26,590 posts, read 54,456,308 times
Reputation: 13016
Quote:
Originally Posted by daytonadewd View Post
OK, so you're building a home to withstand hurricanes, have a power generator, etc. Very self-sufficient 4 U.

WHERE DO YOU BUY YOUR FOOD, PRESCRIPTIONS AND HOME REPAIR MATERIALS AFTER THE STORM IN THIS RURAL AREA THAT YOU CAN AFFORD? IS YOUR EXPECTATION THAT YOU'LL BE ABLE TO GET THESE SUPPLIES STRAIGHT AWAY? What about your daily MAIL/Deliveries in such a ravaged area? (GOOD LUCK!)

The homes MIGHT be cheaper, but NOT necessarily the TAXES!
I live in a semi-rural area inland, 240 feet above sea level. Our 2004 built home will easily withstand at cat 3 without major damage. We have a safe room. (Forget the hurricane, it's the tornados it spawns that scare me!) This area has never been hit by anything stronger than a cat 3, usually it's just a TS.

At the beginning of hurricane season we make sure to have at least a weeks worth of food and water (including for the animals), plus fuel for our generator and camp stove. We also have a months worth of meds (we squirrel away by refilling asap through the year, buys us an extra month at the end of the year.) In all honesty we could probably go two weeks on food and water if we needed to.

We have blue tarps, wood strips and nails to attach them with, etc., etc.

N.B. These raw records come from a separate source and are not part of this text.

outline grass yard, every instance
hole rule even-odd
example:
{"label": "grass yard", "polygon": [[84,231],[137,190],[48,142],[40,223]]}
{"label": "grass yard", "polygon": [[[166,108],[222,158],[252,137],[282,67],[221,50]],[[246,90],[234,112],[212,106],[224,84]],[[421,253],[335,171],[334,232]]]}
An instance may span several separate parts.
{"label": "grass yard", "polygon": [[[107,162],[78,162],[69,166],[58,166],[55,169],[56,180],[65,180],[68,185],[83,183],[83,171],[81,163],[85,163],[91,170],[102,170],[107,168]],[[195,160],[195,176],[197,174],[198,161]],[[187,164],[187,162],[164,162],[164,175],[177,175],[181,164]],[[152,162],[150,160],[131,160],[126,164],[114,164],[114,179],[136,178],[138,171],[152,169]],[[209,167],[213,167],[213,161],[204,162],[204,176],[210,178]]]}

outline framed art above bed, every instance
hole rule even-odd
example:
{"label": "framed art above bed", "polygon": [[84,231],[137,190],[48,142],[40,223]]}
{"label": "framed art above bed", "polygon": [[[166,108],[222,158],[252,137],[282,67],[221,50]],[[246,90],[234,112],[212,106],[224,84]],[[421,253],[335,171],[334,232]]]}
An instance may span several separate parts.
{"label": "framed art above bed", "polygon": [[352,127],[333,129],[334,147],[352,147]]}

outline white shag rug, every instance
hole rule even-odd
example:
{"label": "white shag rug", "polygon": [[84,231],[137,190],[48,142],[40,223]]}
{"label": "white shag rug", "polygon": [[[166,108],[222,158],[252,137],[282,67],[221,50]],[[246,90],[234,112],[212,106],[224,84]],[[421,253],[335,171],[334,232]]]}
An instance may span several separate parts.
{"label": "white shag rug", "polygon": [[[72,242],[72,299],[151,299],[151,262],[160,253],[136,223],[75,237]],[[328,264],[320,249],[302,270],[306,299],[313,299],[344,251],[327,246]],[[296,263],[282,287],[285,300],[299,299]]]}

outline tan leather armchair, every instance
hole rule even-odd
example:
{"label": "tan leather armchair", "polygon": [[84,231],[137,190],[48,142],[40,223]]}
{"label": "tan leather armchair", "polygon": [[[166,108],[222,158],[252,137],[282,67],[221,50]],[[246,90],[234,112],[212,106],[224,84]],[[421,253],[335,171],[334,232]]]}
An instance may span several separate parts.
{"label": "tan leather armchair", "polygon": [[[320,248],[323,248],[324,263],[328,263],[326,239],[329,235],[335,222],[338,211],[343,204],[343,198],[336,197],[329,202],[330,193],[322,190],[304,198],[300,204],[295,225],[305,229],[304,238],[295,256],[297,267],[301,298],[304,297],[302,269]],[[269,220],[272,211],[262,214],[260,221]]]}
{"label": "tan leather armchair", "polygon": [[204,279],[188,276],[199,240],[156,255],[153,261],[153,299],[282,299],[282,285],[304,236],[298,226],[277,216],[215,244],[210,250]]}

Mail? Big whoop. My bills are all paid a month in advance, and set for autopay anyhow. I have cash in the safe--enough to buy what I need for a couple of weeks and get out if need be.

And I'm well insured, my insurance will pay for another place for me to live if my home gets blown away until it can be rebuilt. I'm NOT going to flood, I'm 240 feet above sea level and at the highest point in the neghborhood--most of the surrounding area is 20' or more lower than my home.

Some of us do have a plan, and a good one.

Agreed about the taxes, though, mine are almost $10K.